Das ist so eine andere Einstellung überhaupt. Also, ich merke
verschiedene Ebenen, auch Mütter mit ihren Kindern in der Schule,
Freiwillige in der deutschen Gesellschaft oder Leute die hier neu
arbeiten in der Ausbildung oder auf dem Arbeitsplatz. Da merke ich
schon, dass die Leute erwarten, Hilfe erwarten sozusagen, aber in
Deutschland ist es nicht so. Ja, wenn du fragst, du was brauchst,
sind die Leute nett und helfen dir auch. Aber du musst dich selber
bewegen." (E4)
Freiwilligenarbeit zugänglich machen
Auch den Bereich der Freiwilligenarbeit und das, was er für die
freiwillig Tätigen selbst eröffnen kann, muss man erst einmal
kennen. Deshalb kann sie ihren integrativen Charakter oft nicht
ausschöpfen. Dabei bietet Freiwilligenarbeit viel integratives
Potenzial, wie die Möglichkeit der impliziten Sprachförderung, die
Chance Kontakte zu knüpfen, die Vorteile für den
Einbürgerungsprozess oder die Gelegenheit, Kompetenzen zu erwerben
und zu stärken. Eine entscheidene Brücke kann geschlagen werden,
wenn leicht zugängliche und zielgruppengerechte Informationen an
entsprechende Schlüsselpersonen und -Stellen gegeben und so
innerhalb der Community verbreitet werden.
Geschlossenheit wechselseitig aufbrechen
Der andere Aspekt dieser Diskussion ist die Geschlossenheit der Mehrheitsgesellschaft gegenüber der Community und genauso die Geschlossenheit der Community gegenüber der Mehrheitsgesellschaft (vgl. Huth 2011), die man sich bewusst machen sollte, wenn man sie durchbrechen möchte:
"Also nicht immer in die Richtung 'wie komm ich in eine muslimische Community, um mein Projekt durchzuführen?' Sondern auch umgekehrt braucht man einen Türöffner" (E5).

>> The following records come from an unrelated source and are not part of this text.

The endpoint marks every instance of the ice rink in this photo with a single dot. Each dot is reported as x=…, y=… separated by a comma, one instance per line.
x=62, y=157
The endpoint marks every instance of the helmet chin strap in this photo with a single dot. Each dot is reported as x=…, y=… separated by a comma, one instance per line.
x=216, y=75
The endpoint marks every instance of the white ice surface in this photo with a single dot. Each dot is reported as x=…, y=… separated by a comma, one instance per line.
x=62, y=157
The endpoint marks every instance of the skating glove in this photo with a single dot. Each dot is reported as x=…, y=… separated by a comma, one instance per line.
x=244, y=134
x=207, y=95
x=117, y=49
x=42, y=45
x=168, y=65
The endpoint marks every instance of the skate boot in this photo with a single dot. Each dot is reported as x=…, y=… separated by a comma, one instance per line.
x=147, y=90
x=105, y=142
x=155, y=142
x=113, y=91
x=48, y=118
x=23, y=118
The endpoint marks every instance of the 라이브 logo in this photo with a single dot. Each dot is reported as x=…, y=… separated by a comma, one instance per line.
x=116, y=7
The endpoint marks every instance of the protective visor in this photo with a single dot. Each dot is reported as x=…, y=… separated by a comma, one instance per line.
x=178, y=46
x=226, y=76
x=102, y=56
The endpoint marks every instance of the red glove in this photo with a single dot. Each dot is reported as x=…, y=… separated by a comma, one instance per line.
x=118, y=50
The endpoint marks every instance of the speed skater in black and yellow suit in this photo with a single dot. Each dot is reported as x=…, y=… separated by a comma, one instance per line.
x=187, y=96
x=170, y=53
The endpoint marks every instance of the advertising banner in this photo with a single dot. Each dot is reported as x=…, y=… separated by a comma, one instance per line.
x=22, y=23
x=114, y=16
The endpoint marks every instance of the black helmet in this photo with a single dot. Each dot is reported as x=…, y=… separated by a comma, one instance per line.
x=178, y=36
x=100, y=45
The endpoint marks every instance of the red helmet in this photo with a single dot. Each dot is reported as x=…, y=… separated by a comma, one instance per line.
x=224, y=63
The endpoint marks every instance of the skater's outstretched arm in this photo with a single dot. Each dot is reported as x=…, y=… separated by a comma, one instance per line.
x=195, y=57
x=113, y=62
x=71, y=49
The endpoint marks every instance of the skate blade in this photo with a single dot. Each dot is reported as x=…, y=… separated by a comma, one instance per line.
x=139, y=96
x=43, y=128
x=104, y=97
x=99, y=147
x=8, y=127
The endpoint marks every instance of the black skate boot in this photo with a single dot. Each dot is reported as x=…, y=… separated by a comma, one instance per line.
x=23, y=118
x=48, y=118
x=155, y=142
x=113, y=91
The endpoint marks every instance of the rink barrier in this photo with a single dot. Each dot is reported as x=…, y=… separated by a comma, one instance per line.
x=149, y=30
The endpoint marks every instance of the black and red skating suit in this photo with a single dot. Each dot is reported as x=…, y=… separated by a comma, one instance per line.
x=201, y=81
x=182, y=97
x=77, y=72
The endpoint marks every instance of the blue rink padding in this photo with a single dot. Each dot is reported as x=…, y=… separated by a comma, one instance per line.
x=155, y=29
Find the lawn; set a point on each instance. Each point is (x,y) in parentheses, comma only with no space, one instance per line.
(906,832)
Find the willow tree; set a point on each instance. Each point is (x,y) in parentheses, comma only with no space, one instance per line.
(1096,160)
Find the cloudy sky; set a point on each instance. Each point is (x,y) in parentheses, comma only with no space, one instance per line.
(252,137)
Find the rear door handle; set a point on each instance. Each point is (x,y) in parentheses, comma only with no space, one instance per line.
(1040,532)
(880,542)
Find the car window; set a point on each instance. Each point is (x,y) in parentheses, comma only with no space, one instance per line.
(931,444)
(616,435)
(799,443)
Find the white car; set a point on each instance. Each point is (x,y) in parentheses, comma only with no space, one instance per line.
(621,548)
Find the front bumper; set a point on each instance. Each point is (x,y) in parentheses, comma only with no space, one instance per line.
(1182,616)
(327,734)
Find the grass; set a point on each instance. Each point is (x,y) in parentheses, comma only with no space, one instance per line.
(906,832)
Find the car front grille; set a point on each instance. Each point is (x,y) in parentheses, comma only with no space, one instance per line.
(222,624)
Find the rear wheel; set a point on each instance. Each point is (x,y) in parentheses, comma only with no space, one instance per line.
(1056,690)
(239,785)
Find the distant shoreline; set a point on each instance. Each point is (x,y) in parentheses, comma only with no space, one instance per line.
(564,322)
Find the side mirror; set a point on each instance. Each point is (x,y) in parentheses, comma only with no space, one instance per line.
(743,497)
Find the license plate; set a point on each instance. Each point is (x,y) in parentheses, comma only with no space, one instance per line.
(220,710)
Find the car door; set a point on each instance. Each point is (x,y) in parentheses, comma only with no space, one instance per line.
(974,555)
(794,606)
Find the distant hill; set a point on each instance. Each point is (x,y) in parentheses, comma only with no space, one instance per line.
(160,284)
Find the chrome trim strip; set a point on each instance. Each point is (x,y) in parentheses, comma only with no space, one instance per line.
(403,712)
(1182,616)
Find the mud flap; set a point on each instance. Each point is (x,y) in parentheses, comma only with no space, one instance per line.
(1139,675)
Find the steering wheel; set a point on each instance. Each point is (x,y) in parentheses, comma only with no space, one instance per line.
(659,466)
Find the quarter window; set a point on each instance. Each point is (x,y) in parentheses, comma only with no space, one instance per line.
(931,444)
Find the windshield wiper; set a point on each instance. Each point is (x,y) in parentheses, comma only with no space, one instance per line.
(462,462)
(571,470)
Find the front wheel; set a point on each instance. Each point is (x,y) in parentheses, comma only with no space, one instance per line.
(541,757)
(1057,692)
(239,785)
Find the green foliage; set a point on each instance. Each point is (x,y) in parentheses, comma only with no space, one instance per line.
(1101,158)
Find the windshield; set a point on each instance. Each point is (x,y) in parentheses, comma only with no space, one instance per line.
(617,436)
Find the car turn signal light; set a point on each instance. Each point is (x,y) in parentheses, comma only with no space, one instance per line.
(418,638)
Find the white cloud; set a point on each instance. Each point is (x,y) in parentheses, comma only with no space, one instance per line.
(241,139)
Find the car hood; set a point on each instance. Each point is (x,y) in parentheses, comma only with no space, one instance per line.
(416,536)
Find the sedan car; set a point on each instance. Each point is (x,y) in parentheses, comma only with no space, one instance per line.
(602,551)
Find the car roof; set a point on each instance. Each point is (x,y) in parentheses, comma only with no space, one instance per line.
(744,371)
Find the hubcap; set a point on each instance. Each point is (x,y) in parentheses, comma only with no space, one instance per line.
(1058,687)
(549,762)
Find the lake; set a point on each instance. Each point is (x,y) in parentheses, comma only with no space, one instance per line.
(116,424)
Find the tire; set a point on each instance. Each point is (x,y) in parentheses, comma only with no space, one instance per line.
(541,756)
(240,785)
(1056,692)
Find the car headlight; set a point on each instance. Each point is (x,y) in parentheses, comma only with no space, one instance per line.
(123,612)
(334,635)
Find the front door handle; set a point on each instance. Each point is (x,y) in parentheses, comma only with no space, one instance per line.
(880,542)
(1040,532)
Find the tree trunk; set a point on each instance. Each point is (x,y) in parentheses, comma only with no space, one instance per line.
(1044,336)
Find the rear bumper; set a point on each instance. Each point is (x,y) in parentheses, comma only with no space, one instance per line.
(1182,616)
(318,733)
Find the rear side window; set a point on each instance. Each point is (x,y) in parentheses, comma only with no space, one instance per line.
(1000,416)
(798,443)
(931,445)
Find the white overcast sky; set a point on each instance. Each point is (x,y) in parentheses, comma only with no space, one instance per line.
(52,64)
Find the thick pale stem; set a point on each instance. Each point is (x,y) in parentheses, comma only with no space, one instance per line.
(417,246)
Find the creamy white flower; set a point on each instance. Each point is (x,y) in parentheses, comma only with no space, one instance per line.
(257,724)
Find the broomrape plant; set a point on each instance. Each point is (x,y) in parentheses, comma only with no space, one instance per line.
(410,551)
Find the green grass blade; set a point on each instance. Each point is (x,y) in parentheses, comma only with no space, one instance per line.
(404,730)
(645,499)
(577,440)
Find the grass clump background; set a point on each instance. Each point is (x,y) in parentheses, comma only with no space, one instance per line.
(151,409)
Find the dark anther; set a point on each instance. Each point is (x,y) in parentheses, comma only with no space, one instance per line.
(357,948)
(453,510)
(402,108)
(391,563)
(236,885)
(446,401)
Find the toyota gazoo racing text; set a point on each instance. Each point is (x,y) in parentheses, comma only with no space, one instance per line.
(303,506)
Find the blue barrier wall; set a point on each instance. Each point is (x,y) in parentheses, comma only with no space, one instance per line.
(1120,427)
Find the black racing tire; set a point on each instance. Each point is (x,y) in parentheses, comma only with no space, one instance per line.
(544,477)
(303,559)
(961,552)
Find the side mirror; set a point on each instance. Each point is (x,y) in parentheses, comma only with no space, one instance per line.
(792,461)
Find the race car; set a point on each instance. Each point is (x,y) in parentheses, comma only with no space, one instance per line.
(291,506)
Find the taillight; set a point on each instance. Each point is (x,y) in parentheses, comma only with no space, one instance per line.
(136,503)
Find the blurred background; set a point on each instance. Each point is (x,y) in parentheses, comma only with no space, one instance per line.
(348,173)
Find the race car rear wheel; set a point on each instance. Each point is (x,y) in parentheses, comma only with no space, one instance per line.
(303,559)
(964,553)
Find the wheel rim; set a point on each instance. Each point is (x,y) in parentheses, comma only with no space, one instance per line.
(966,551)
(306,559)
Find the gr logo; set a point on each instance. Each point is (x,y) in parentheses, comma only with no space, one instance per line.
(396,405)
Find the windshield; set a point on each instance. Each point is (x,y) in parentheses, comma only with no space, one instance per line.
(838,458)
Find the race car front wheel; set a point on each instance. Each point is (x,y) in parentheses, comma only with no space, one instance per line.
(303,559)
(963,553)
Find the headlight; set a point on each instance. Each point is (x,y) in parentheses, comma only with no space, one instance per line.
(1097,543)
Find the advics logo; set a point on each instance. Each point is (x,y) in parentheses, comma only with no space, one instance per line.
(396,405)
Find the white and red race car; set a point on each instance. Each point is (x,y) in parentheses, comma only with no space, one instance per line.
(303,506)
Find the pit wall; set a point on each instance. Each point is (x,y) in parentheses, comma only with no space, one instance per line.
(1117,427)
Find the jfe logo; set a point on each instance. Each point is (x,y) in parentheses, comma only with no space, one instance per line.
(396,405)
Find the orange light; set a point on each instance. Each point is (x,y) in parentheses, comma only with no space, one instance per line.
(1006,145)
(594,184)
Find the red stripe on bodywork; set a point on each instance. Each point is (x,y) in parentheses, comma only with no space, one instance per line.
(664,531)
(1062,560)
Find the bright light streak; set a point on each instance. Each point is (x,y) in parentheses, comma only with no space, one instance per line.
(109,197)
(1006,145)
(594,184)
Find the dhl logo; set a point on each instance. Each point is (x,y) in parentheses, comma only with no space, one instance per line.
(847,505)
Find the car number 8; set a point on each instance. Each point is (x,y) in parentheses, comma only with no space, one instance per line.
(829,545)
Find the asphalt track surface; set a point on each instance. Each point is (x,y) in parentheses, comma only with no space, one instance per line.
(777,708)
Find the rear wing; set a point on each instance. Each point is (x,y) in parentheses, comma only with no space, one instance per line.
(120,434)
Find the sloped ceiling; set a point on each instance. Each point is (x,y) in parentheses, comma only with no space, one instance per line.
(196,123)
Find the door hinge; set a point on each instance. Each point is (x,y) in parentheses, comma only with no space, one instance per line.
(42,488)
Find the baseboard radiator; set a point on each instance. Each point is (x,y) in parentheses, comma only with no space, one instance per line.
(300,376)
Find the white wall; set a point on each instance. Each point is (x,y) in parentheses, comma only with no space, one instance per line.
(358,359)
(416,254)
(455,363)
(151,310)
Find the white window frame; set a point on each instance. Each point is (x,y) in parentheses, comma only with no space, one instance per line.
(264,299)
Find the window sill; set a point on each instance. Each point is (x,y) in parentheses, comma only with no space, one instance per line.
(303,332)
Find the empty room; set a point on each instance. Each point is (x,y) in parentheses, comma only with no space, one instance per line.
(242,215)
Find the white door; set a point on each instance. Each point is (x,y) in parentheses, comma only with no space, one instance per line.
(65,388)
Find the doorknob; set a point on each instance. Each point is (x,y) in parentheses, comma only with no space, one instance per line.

Auch hier geht es also wieder um den Vernetzungsaspekt, der uns als zentral begegnet ist, wenn es um Öffnung und so auch um Offenheit geht. Und diese Vernetzung beginnt in unseren Augen in einem Informationsaustausch, der immer wechselseitig sein sollte. Interreligiös/interkulturell geöffnete Freiwilligenorganisationen streuen also nicht nur ihre Informationen in die Community, sondern signalisieren ebenso ein ehrliches Interesse an den Informationen, die die Community selbst streuen möchte, helfen bei deren Verbreitung, machen transparent, wo Schlüsselpersonen und -Stellen zu finden sind und unterstützen bei Bedarf auch bei der Anwerbung von Freiwilligen, die nicht zur Community gehören.